Les plaignantes, toutes syndiquées à l’Union marocaine du travail (UMT), auraient fait l’objet de sanctions disciplinaires déguisées pour leur simple présence sur un lieu de travail où elles exercent un mandat syndical. L’affaire prend une tournure particulière du fait qu’elle implique indirectement un donneur d’ordre français, tenu par les obligations légales du devoir de vigilance inscrites dans la loi française n°2017-399 du 27 mars 2017.

Ce texte impose aux grandes entreprises françaises de mettre en œuvre un plan de vigilance permettant de prévenir les violations graves des droits humains dans leur chaîne d’approvisionnement, y compris à l’étranger. À ce titre, la CGT-FAPT estime que la responsabilité juridique et morale d’Orange est pleinement engagée dans cette affaire, même si les salariées sont employées par un prestataire externe.

Les syndicats dénoncent régulièrement une pression sur les salariés, des restrictions à la liberté syndicale, et des sanctions jugées arbitraires. Pour l’UMT, la sanction infligée aux trois salariées s’inscrit dans une logique de répression syndicale déguisée, visant à décourager toute tentative d’organisation collective au sein de l’entreprise.

L’affaire soulève une problématique plus large, celle du manque de contrôle effectif des donneurs d’ordre sur les pratiques de leurs sous-traitants dans les pays du Sud. En invoquant la loi sur le devoir de vigilance, la CGT-FAPT entend replacer ce dossier dans un cadre légal contraignant, à l’heure où plusieurs contentieux similaires ont été ouverts devant les juridictions françaises contre des multinationales opérant en Afrique et en Asie.

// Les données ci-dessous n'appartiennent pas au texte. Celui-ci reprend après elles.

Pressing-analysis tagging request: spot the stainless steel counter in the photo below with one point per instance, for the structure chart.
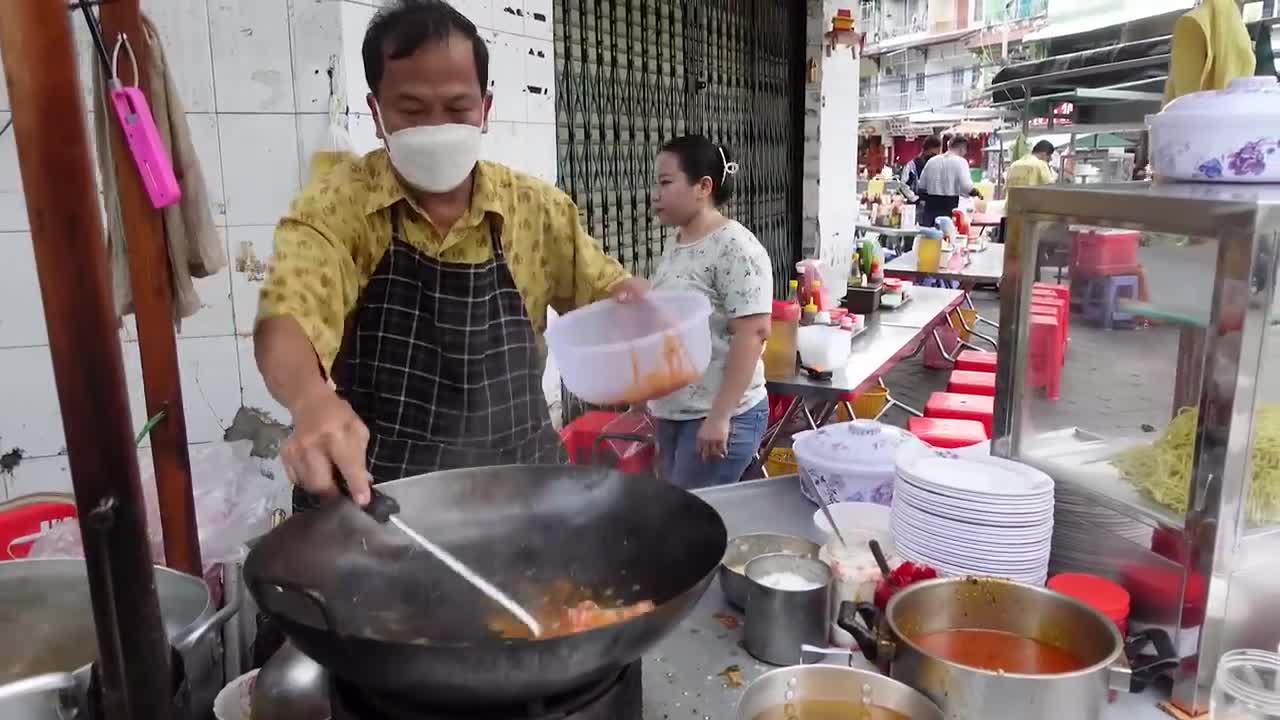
(682, 675)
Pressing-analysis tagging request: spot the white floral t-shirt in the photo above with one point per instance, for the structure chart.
(732, 269)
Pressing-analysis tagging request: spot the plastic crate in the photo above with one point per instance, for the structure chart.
(1096, 250)
(782, 461)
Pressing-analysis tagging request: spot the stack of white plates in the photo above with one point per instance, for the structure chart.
(972, 514)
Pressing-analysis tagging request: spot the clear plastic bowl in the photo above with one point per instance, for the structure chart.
(1247, 686)
(618, 354)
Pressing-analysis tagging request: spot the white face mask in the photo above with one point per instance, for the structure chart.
(434, 158)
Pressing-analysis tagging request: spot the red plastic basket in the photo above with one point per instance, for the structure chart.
(23, 522)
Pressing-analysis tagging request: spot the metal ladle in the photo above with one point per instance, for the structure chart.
(826, 511)
(384, 509)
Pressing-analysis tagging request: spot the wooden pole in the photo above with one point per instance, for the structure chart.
(49, 126)
(152, 302)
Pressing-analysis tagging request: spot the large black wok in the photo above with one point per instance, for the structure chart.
(371, 606)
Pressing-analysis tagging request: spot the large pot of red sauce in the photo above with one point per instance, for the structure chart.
(983, 647)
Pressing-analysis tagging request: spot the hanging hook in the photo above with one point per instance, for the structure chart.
(123, 41)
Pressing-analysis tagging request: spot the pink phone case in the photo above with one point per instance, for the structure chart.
(144, 139)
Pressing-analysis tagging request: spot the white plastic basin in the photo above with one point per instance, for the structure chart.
(824, 347)
(618, 354)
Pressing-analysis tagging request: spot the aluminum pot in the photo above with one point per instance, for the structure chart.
(745, 548)
(832, 683)
(969, 693)
(46, 604)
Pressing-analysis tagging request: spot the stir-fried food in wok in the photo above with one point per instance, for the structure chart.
(567, 610)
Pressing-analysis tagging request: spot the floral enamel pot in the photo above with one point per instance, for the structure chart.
(1220, 136)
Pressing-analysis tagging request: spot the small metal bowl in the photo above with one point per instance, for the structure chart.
(745, 548)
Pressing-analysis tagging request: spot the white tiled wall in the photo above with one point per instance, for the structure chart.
(254, 76)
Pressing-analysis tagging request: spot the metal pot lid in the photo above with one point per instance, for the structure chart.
(46, 604)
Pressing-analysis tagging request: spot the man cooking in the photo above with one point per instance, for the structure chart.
(912, 173)
(417, 278)
(942, 182)
(1033, 168)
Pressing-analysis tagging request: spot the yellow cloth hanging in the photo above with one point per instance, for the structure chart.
(1211, 48)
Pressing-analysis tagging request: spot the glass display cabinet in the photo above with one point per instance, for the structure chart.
(1150, 391)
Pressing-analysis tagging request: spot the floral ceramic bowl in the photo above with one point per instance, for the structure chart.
(1220, 136)
(849, 461)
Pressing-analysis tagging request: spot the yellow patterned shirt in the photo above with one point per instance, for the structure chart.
(339, 226)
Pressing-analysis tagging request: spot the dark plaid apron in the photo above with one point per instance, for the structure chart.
(443, 367)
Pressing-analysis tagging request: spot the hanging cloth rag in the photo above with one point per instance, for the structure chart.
(191, 236)
(1211, 48)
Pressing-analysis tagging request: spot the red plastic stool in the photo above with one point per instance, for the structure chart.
(23, 520)
(947, 433)
(977, 361)
(1046, 354)
(589, 437)
(1048, 311)
(954, 406)
(968, 382)
(1063, 291)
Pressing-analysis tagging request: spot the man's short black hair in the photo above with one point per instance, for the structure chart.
(406, 26)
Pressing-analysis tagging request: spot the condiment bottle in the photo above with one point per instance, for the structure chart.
(810, 311)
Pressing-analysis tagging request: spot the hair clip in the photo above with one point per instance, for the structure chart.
(730, 168)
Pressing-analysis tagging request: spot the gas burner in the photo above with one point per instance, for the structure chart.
(620, 697)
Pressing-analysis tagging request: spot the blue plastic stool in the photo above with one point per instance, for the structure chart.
(1102, 296)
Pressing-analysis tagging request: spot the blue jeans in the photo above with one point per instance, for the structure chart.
(677, 450)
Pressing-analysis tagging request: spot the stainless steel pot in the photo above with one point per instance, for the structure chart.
(46, 604)
(745, 548)
(828, 682)
(969, 693)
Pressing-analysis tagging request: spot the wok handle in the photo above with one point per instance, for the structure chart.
(380, 506)
(260, 586)
(214, 621)
(848, 619)
(1150, 668)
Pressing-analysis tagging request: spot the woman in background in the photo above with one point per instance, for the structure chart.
(709, 432)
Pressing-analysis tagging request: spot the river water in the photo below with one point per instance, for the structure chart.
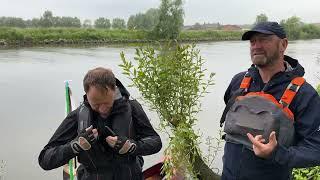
(32, 94)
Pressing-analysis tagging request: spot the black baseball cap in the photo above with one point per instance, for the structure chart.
(265, 28)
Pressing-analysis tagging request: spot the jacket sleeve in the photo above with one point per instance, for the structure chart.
(58, 151)
(306, 150)
(147, 139)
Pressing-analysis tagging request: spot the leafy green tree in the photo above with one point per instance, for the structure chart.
(131, 24)
(152, 18)
(172, 81)
(292, 27)
(145, 21)
(87, 23)
(170, 19)
(47, 19)
(261, 18)
(118, 23)
(102, 23)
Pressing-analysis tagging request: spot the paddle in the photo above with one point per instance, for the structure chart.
(69, 169)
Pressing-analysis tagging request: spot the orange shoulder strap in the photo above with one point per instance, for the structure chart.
(291, 91)
(245, 83)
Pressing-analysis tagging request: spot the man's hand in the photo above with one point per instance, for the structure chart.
(260, 149)
(120, 144)
(84, 140)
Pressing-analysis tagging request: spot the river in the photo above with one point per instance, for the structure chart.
(32, 94)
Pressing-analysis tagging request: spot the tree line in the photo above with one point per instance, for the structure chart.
(164, 22)
(295, 28)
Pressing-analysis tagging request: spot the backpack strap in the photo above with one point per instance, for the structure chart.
(291, 91)
(246, 81)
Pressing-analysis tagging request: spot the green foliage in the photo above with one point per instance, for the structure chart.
(171, 81)
(210, 35)
(170, 19)
(118, 23)
(87, 23)
(261, 18)
(312, 173)
(12, 22)
(145, 21)
(103, 23)
(38, 35)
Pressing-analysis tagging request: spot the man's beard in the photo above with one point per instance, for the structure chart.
(265, 60)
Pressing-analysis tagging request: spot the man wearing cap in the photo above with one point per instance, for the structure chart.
(272, 119)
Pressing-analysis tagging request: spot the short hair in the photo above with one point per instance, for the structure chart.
(99, 77)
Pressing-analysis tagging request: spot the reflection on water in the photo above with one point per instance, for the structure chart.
(32, 93)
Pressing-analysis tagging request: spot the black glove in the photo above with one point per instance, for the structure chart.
(83, 141)
(124, 145)
(104, 132)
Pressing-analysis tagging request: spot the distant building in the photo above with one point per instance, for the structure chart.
(229, 27)
(204, 26)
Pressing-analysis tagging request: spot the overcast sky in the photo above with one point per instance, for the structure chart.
(222, 11)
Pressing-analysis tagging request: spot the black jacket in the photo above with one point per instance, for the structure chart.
(101, 162)
(241, 163)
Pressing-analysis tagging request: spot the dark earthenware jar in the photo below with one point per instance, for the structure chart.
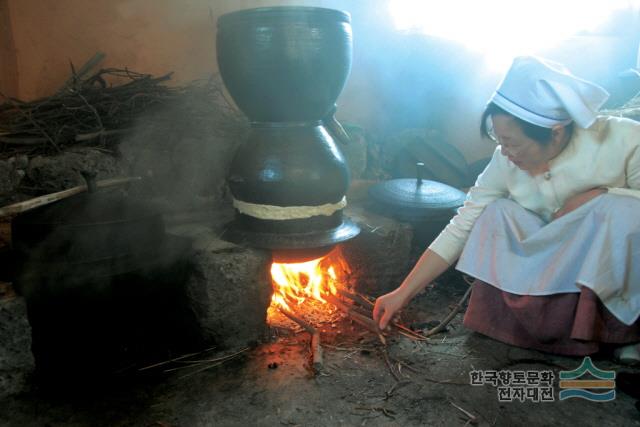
(284, 63)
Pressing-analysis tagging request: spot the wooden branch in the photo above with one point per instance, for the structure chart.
(88, 66)
(27, 205)
(359, 299)
(99, 134)
(457, 308)
(316, 349)
(368, 323)
(22, 141)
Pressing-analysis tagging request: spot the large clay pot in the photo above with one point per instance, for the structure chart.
(284, 63)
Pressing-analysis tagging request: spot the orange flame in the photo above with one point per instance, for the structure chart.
(295, 283)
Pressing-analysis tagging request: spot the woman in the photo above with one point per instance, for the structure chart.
(551, 228)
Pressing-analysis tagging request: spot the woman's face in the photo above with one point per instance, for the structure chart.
(524, 152)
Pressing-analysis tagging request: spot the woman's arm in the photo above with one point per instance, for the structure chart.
(428, 268)
(446, 248)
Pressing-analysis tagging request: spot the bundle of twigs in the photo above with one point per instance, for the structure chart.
(101, 109)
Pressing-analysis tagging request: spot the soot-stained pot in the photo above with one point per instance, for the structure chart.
(88, 235)
(286, 63)
(285, 67)
(102, 281)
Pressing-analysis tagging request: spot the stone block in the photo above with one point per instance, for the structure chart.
(229, 291)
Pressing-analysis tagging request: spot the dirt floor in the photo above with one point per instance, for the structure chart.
(406, 383)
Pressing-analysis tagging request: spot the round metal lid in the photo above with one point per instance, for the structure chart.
(414, 199)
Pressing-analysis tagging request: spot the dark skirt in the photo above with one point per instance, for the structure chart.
(573, 324)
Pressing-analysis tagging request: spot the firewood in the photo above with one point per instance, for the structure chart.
(456, 309)
(316, 349)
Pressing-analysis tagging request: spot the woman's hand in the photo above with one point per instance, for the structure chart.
(574, 202)
(387, 306)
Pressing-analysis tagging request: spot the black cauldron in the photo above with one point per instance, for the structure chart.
(102, 281)
(285, 67)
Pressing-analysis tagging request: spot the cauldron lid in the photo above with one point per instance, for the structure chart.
(99, 207)
(410, 198)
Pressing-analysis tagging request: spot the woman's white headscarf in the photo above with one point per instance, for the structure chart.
(546, 94)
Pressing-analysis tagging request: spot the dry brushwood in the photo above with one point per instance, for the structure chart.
(101, 109)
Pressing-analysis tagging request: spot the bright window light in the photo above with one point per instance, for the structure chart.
(502, 29)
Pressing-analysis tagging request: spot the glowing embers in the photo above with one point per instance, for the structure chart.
(301, 287)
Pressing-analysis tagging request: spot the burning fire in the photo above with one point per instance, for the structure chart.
(293, 284)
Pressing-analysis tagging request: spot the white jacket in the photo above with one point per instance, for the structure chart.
(606, 154)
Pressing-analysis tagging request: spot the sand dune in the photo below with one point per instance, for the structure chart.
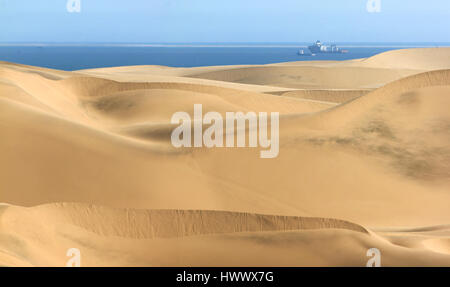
(364, 162)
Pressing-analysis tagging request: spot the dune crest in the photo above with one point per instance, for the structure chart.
(365, 141)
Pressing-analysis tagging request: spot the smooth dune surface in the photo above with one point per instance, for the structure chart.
(364, 162)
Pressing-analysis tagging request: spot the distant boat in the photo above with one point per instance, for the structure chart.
(319, 48)
(301, 53)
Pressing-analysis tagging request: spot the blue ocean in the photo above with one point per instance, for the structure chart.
(76, 57)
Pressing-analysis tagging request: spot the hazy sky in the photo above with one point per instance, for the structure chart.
(150, 21)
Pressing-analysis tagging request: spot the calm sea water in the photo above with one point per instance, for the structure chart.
(84, 57)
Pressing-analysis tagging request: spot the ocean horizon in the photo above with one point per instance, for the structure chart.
(77, 56)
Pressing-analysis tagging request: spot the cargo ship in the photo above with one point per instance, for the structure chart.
(319, 48)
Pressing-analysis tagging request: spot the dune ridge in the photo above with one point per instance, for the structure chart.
(86, 162)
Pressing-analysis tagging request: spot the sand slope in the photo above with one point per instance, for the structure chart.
(364, 162)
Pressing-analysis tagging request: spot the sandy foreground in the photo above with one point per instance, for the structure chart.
(86, 162)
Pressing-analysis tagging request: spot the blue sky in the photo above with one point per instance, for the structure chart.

L’enjeu est de taille : si la plainte syndicale est suivie d’effet, cela pourrait ouvrir la voie à une action en justice, en cas d’inaction d’Orange. Le risque réputationnel est également réel, dans un contexte où les entreprises du CAC 40 sont de plus en plus scrutées pour la cohérence entre leurs engagements RSE et les réalités de terrain.